Crossover potential?

by  /  18 October 2010
THIS ARTICLE IS MORE THAN FIVE YEARS OLD

This article is more than five years old. Autism research — and science in general — is constantly evolving, so older articles may contain information or theories that have been reevaluated since their original publication date.

Making connections: Neurons derived from induced pluripotent stem cells are used to study autism — and could be applied to Williams syndrome.

“I don’t know anything about Williams syndrome”: That isn’t exactly how you’d expect a talk at a meeting on the syndrome to begin, but it happened more than once at a symposium on the disorder last week. (I stopped counting after the third time someone used that exact opening.)

Some of the symposium’s participants have decades of experience with Williams syndrome, in both the lab and the clinic, whereas others — including many autism investigators — are completely new to the field.

Because autism is so prevalent, “A lot of the most brilliant minds are studying autism right now,” says Terry Monkaba, executive director of the Williams Syndrome Association, which organized the symposium. The association wanted to invite some of those minds to think about Williams syndrome as well.

“There’s a lot of natural crossover,” Monkaba points out — both conditions often involve cognitive disabilities, anxiety and difficulty forming meaningful social relationships.

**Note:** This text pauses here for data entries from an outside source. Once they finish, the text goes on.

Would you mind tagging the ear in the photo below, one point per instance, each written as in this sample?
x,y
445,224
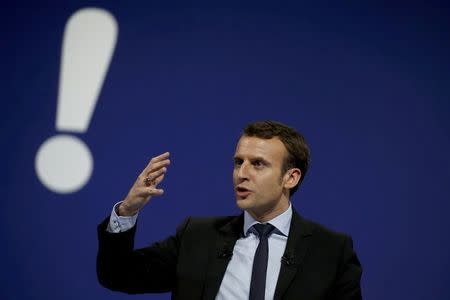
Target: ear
x,y
292,177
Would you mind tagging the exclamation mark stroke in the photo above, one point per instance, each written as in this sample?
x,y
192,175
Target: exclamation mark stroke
x,y
64,162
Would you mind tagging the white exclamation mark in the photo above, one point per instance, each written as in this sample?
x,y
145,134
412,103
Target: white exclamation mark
x,y
64,163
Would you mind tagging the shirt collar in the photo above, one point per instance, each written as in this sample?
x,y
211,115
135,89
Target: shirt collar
x,y
281,222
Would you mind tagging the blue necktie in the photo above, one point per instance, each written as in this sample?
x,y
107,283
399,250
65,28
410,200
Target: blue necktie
x,y
258,283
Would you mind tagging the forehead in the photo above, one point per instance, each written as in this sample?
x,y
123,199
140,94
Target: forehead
x,y
270,149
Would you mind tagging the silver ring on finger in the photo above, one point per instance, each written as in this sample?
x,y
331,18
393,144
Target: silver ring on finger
x,y
148,181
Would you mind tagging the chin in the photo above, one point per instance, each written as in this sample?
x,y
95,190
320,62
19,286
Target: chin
x,y
243,203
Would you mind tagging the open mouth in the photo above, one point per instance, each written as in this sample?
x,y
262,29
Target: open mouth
x,y
242,192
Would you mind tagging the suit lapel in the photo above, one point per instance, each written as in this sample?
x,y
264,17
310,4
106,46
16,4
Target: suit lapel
x,y
220,255
296,248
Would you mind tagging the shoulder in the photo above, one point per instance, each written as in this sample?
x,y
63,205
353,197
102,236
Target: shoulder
x,y
205,225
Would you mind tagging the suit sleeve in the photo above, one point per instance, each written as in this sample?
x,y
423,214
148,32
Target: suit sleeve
x,y
150,269
347,285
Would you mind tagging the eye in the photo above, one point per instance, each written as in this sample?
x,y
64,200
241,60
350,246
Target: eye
x,y
258,163
237,162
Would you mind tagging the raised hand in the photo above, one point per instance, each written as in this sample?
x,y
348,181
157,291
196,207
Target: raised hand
x,y
145,186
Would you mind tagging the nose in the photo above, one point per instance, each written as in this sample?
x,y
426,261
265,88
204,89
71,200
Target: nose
x,y
242,171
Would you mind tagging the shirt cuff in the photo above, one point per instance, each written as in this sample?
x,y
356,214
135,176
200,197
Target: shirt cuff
x,y
120,223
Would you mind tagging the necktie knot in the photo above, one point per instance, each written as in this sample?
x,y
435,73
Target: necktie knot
x,y
264,230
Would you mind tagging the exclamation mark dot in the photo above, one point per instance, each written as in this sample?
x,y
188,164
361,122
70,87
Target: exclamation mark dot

So perhaps this scientific interchange could benefit people with each condition.

John Rubenstein, professor of psychiatry at the University of California, San Francisco, began his talk on Thursday afternoon by saying not only that he knew nothing about Williams syndrome, but that he’d been revising his PowerPoint file until the very last minute — again, not something you’d expect someone to admit.

Cribbing from the day’s earlier presentations about Williams syndrome, and combining this with his own knowledge of autism, Rubenstein noted that although the two conditions may involve different genes, these genes may fall into similar categories or even, in some cases, be part of the same biochemical pathways.

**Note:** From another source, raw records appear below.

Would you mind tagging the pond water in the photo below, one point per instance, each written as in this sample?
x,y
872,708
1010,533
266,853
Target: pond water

For example, genes that have been implicated in autism — such as ARX and MECP2 — regulate transcription in neurons, as do the Williams syndrome genes GTF2I and GTF2IRD1.

“It was amazing that he was able to just put that together on the fly,” commented Elaine Jones, chief operating officer of the Allen Institute for Brain Science, which hosted last week’s symposium.

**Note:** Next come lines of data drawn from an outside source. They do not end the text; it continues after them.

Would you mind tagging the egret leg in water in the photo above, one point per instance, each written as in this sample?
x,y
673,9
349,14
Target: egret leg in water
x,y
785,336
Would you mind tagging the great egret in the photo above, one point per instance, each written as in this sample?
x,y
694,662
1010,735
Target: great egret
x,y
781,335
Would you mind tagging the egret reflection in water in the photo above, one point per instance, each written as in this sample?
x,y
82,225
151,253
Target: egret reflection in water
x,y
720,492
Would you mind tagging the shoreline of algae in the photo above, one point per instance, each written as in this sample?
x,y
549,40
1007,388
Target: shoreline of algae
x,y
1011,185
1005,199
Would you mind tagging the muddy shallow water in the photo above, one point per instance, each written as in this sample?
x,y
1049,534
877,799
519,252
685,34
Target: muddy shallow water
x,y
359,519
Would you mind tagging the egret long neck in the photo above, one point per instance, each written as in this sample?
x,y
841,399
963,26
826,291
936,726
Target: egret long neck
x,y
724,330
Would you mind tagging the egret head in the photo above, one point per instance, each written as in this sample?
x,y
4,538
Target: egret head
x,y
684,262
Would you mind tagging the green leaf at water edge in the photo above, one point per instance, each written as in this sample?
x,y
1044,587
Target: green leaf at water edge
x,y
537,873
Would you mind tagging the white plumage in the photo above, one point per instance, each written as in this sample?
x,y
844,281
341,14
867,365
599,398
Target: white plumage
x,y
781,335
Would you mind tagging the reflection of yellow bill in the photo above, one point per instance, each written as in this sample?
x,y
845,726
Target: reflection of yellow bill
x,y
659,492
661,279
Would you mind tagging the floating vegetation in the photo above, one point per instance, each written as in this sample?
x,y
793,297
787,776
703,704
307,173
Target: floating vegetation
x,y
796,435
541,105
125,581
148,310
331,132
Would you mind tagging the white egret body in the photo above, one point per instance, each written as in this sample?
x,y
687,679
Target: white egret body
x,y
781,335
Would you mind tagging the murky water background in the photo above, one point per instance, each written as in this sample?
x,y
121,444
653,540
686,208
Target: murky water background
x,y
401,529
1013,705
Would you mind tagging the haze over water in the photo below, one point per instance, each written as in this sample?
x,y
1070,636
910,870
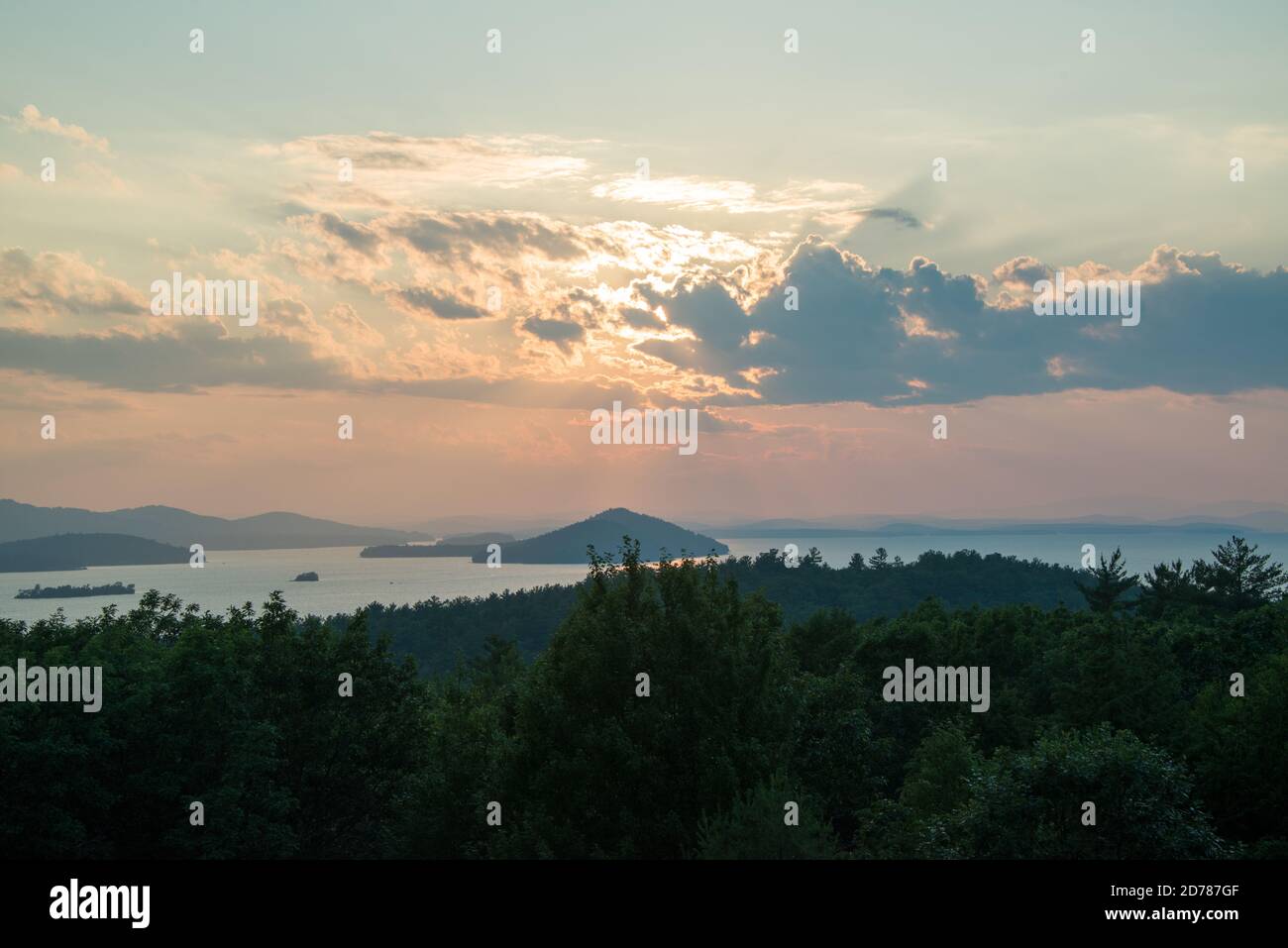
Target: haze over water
x,y
233,578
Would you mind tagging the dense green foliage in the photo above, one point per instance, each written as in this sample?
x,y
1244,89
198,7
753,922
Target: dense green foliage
x,y
1129,707
441,633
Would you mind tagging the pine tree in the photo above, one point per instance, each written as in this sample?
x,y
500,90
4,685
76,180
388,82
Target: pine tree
x,y
1111,582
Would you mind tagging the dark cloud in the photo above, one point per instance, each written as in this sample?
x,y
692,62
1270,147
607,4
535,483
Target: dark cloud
x,y
890,337
558,331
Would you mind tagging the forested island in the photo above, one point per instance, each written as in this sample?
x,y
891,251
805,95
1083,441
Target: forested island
x,y
38,591
604,531
1160,695
81,550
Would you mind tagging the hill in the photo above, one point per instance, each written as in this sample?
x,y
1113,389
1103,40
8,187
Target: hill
x,y
604,532
80,550
274,531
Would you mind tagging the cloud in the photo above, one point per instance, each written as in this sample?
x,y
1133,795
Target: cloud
x,y
561,333
51,285
822,198
420,300
194,355
31,120
919,335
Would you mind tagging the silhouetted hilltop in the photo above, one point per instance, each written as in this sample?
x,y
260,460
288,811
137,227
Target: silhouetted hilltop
x,y
275,531
604,532
80,550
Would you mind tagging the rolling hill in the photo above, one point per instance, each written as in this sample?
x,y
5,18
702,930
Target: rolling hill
x,y
604,532
274,531
80,550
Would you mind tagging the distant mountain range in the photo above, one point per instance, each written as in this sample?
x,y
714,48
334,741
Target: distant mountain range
x,y
80,550
604,532
275,531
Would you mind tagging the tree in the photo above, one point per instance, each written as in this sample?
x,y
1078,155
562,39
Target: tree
x,y
1168,586
1031,804
1111,582
1237,578
600,769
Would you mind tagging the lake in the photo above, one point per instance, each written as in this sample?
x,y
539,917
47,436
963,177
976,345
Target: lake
x,y
232,578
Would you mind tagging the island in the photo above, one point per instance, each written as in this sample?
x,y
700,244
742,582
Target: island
x,y
604,531
80,550
112,588
464,545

Earlier this year, researchers led by Marc Ekker of the University of Ottawa reported that GTF2I interacts with DLX5 and DLX6, transcription factors implicated in autism. The DLX genes are involved in the formation of neurons that release the neurotransmitter GABA, and may have a connection to the imbalance between neuronal excitation and inhibition seen in autism.

“So the intersection of DLX and GTF function suggests that perhaps it’s worth looking in mouse models of Williams syndrome for defects in GABAergic systems,” Rubenstein concluded. DLX genes also affect craniofacial development, and may play a role in the physical abnormalities seen in people with Williams syndrome, he said.

Rubenstein was by no means the only participant drawing such connections. Mriganka Sur, head of brain and cognitive science at Massachusetts Institute of Technology, noted emerging evidence that microRNAs are involved in Rett syndrome, a form of autism caused by a defect in the MECP2 gene. Sur asked whether microRNAs — short genetic sequences that aren’t translated into protein but that can regulate genes — could also be present in the Williams syndrome region.

Hongjun Song, of the Institute for Cell Engineering at Johns Hopkins University, described how his lab has used induced pluripotent stem cells to investigate neuronal function in schizophrenia and other brain disorders. Song suggested that the technique might also be applied to studies of Williams syndrome.

Of course, these scientists’ comments were speculative, as they were careful to state — Rubenstein wrapped up his presentation by wryly calling it an “artificial talk.” But that was the whole point: to spin out analogies, to guess and hypothesize.